- Born: April 9, 1983 (age 42) Annapolis, Maryland, U.S.
- Height: 5 ft 11 in (1.80 m)

Association football career
- Full name: Devin Barclay
- Position: Forward

Senior career*
- Years: Team / Apps / (Gls)
- 2001: Tampa Bay Mutiny / 23 / (3)
- 2002: San Jose Earthquakes / 12 / (0)
- 2003: D.C. United / 3 / (0)
- 2004–2005: Columbus Crew / 4 / (0)

International career
- 2001–2003: United States U20 / 15 / (1)
- 2002: United States U23 / 4 / (0)
- Football career

Profile
- Position: Placekicker

Career information
- College: Ohio State (2007–2010);

Awards and highlights
- Second-team All-Big Ten (2010);

= Devin Barclay =

American football and soccer player (born 1983)

Devin Barclay (born April 9, 1983) is an American former football placekicker for the Ohio State Buckeyes. Prior to that, he was formerly a professional soccer player, who last played for the Columbus Crew of Major League Soccer.

==Biography==
Barclay initially skipped college, opting instead to sign a Project-40 contract with MLS in 2001, at the age of 18, which allocated him to the Tampa Bay Mutiny. Barclay made a significant impact on a very bad Mutiny team as a rookie, appearing in 23 games, 12 starts, and scoring three goals and two assists. The Mutiny was contracted after the 2001 season; Barclay was selected 8th overall in the 2002 MLS Allocation Draft by the San Jose Earthquakes. Barclay did not make much of an impact on the side that had just won MLS Cup, disappointingly only appearing in 12 games, and registering no goals or assists. He was traded to D.C. United in exchange for a draft pick, but disappointed in D.C. as well; he only appeared in three games for United, as coach Ray Hudson preferred not to play young players. He was again traded after the 2003 season, joining the Columbus Crew, his fourth team in four seasons.
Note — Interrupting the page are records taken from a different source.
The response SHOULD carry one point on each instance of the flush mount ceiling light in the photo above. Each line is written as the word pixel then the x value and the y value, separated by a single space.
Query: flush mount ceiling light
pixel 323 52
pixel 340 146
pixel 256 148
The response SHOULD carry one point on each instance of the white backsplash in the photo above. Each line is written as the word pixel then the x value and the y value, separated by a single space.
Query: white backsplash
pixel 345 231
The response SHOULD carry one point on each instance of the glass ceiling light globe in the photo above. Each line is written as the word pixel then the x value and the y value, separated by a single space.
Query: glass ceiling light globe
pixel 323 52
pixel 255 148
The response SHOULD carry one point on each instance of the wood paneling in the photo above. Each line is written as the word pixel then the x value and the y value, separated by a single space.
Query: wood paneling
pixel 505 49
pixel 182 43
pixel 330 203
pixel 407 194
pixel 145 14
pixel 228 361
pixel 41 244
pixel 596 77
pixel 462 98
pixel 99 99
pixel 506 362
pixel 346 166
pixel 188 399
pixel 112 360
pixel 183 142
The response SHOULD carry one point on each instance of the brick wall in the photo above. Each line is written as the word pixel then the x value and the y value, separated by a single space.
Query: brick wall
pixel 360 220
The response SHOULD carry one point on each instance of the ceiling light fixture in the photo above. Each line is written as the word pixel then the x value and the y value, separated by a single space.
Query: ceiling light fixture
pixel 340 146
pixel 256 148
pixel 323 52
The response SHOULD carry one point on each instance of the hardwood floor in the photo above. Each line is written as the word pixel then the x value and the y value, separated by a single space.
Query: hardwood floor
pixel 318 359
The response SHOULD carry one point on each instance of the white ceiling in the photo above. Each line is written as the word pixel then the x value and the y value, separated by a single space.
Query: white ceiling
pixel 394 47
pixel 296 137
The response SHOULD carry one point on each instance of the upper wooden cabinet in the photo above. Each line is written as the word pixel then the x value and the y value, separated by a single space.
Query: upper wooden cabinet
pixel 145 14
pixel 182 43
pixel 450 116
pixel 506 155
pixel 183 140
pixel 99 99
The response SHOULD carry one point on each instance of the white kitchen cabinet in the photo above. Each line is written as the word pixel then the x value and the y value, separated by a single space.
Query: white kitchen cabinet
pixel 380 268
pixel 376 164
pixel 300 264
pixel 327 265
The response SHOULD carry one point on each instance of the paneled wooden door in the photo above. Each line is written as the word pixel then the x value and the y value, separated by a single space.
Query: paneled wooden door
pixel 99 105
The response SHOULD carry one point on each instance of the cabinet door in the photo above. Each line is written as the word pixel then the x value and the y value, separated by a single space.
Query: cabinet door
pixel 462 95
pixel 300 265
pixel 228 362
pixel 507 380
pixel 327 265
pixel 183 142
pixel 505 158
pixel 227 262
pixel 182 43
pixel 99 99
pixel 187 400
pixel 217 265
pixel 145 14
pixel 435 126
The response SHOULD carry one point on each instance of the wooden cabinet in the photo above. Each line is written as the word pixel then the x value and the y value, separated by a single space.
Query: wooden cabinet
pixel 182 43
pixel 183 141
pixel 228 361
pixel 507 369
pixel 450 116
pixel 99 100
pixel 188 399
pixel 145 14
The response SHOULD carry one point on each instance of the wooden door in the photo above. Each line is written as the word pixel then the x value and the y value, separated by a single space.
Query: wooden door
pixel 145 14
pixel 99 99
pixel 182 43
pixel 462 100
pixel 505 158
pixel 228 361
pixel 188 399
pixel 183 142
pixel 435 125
He made little impact on the Crew, however, again appearing in only three games in 2004. After appearing only once in the 2005 season, Barclay was released by Columbus on November 15, 2005.

Barclay represented the U.S. national team at the Under-18, Under-20, and Under-23 levels, but his playing time with those teams dwindled as he was unable to break into an MLS side.

Stifled by the lack of playing time and hampered by injuries, Barclay retired from soccer. He began learning how to kick field goals and was able to walk on at Ohio State University. As a junior, Barclay was second on the placekicking depth chart at Ohio State until Aaron Pettrey was injured on October 31, 2009, in a game against New Mexico State. Barclay became the starting kicker going forward.

He scored the conference championship winning kick against the Iowa Hawkeyes on November 14, 2009. The win meant that Ohio State would play in the Rose Bowl, as well as ensuring Ohio State at least a share of the 2009 Big Ten Championship.

Barclay started off the 2010 season well, tying the Ohio State record with 5 field goals on 6 attempts in week 2 against the University of Miami. He was named the Big Ten Special Teams Player of the Week for his efforts. He would finish the season 20-for-24 on field goals. Barclay never missed a point after touchdown in his career as a Buckeye.

Now, Devin working at Nike as men's soccer athlete manager, before was the director of coaching at the Colorado Rush soccer team.